5. Broader Implications for Low-Resource and Multilingual NLP
The techniques developed for DictaLM 2.0 resolve key bottlenecks in extending LLMs to languages with limited resources.
- Tokenizer Extension and Embedding Distillation: These methods, centering on language- and corpus-specific vocabulary expansion and alignment loss minimization, are applicable to any language for which naïve BPE/WordPiece tokenization is inefficient.
- Continuous Pre-training from Strong Multilingual Initialization: By leveraging large monolingual and bilingual corpora with appropriately balanced proportions, model creators avoid data-inefficient and compute-intensive complete retraining.
- Instructional Fine-Tuning and Preference Optimization: The combined SFT+DPO pipeline, with explicit cross-lingual preferences, can be repurposed for other low-resource languages needing improved dialog consistency and code-switching management.
- Benchmark Suite as Research Scaffold: The comprehensive Hebrew benchmark provides a transferable template for constructing evaluation leaderboards in other non-English language contexts.
A plausible implication is the broader democratization of LLM capabilities, with reduced data and engineering requirements, for languages previously marginalized by mainstream NLP developments.
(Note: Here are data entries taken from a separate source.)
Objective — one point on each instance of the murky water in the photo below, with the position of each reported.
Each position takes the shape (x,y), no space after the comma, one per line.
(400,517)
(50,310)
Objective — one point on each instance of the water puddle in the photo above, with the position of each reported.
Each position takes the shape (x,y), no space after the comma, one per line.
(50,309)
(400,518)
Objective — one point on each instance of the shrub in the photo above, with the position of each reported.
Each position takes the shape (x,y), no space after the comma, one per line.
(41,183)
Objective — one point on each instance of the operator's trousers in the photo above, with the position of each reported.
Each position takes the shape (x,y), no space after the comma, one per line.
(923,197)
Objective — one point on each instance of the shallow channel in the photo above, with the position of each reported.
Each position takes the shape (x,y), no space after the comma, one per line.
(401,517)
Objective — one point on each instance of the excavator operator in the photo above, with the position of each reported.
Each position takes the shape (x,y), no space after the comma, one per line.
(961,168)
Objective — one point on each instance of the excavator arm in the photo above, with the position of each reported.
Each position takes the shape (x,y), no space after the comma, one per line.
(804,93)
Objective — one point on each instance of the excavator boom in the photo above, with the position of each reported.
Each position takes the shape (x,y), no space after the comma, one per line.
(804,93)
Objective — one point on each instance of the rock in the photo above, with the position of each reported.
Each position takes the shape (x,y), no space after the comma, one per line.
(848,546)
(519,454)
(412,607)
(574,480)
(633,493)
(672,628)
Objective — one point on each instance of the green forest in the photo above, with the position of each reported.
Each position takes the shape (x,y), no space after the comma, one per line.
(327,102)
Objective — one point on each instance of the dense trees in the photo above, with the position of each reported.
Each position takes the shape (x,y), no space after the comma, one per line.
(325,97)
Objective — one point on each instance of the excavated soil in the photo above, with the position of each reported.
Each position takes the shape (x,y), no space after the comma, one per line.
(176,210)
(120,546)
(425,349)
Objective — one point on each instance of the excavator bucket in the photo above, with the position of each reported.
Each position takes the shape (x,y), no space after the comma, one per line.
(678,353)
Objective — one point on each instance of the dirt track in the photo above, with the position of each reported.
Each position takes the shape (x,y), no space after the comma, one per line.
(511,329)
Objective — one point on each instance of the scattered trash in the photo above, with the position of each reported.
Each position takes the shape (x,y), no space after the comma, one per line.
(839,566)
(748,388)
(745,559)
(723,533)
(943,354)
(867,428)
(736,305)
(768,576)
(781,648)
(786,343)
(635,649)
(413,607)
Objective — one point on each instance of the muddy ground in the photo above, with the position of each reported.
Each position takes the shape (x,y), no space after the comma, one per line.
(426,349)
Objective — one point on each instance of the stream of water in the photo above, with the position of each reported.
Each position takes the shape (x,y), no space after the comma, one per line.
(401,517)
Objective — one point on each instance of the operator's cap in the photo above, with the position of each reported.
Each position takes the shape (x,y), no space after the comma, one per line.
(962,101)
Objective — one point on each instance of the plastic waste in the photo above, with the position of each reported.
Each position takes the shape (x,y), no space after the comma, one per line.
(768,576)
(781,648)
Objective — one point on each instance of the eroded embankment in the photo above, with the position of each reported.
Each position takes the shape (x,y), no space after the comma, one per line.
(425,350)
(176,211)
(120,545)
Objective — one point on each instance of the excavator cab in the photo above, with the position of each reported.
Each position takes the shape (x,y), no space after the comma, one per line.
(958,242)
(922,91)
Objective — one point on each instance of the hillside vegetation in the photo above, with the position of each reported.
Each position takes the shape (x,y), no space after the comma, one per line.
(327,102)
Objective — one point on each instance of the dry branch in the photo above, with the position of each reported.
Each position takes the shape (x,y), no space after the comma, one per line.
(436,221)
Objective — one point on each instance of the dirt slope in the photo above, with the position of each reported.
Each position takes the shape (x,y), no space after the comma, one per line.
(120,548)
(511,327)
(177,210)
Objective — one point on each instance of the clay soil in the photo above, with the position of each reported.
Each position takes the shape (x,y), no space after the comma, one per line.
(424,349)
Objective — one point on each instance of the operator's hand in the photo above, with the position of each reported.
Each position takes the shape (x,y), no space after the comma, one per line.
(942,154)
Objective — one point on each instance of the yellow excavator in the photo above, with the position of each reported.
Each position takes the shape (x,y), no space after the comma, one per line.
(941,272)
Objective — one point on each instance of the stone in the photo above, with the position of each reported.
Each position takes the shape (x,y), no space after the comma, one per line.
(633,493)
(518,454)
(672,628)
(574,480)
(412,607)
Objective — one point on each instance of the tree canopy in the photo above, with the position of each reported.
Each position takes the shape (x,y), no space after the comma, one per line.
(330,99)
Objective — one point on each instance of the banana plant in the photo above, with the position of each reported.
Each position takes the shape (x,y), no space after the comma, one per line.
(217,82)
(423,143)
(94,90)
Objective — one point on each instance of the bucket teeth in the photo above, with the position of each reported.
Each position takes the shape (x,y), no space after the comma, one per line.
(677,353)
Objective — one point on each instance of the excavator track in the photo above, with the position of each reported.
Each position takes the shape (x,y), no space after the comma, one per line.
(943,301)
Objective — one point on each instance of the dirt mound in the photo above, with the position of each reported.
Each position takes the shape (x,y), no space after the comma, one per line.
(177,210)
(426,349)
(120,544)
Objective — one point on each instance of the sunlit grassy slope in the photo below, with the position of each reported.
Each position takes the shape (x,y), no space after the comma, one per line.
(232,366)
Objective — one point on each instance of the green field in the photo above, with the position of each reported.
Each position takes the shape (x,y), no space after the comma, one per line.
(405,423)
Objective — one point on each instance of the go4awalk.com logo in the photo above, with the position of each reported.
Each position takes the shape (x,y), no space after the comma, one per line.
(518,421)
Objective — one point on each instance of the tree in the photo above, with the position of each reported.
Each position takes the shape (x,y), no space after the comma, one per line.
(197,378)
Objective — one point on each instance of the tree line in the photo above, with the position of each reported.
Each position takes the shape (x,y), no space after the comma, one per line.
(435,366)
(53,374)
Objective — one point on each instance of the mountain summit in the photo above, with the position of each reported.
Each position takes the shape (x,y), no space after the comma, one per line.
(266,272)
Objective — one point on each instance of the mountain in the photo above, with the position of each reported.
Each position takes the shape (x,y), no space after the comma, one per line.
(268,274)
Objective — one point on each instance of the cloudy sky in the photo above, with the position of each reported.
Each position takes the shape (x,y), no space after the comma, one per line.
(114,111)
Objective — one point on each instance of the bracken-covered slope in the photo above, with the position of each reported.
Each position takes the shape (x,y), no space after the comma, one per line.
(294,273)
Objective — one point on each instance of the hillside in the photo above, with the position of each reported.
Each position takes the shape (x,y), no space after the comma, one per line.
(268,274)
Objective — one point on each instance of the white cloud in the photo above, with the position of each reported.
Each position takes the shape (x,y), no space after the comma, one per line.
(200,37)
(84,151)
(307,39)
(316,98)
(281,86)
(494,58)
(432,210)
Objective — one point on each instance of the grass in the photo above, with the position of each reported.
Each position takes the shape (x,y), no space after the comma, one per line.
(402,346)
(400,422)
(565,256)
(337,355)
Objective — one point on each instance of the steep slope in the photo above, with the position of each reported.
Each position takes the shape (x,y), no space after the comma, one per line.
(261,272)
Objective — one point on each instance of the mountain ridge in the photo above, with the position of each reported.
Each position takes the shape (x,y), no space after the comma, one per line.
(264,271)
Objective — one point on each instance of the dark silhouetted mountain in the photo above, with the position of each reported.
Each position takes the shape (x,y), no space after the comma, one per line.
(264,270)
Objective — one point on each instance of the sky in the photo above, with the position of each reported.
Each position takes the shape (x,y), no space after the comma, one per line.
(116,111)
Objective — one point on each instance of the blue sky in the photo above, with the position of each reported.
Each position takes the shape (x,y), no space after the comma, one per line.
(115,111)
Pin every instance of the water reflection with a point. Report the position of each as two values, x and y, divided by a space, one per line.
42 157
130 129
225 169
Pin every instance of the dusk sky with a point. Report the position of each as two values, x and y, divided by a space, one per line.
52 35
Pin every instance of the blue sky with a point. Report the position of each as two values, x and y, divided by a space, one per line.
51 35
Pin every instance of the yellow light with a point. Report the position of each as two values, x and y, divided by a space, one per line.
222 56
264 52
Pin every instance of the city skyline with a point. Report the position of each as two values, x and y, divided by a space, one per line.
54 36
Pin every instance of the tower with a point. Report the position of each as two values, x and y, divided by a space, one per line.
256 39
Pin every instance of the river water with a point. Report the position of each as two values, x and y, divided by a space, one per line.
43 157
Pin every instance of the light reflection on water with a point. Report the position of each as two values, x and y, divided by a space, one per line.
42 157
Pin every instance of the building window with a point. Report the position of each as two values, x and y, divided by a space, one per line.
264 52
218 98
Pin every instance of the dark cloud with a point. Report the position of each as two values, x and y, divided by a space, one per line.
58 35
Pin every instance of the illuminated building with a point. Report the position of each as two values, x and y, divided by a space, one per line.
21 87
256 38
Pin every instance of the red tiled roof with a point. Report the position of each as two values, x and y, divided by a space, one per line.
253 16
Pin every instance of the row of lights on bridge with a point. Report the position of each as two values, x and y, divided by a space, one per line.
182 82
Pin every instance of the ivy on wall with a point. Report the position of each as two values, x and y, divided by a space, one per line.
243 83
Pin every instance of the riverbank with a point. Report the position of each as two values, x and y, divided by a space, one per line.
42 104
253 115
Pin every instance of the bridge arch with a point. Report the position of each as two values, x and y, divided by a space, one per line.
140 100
6. Model Availability, Community Impact, and Prospects
DictaLM 2.0 and DictaLM 2.0-Instruct are released openly, following the precedent set by the first-generation DictaLM (Shmidman et al., 2023), with both legacy and new models enhancing the Hebrew NLP ecosystem for both research and application development. The accessibility of these models, in conjunction with an open evaluation leaderboard, accelerates adoption, experimental reproducibility, and rapid domain-specific fine-tuning for both Modern and Historical Hebrew. Authorial intent, as stated, includes ongoing performance reporting and iterative improvement in data selection, training efficiency, and evaluation specificity.
The suite of methodologies introduced—spanning tokenizer adaptation, embedding alignment, mixed-objective pre-training, and rigorous benchmarking—provide a framework for scalable, high-performance LLM adaptation to any understudied language, with immediate impact on instruction-following, translation, question answering, sentiment analysis, and summarization for Modern Hebrew and beyond.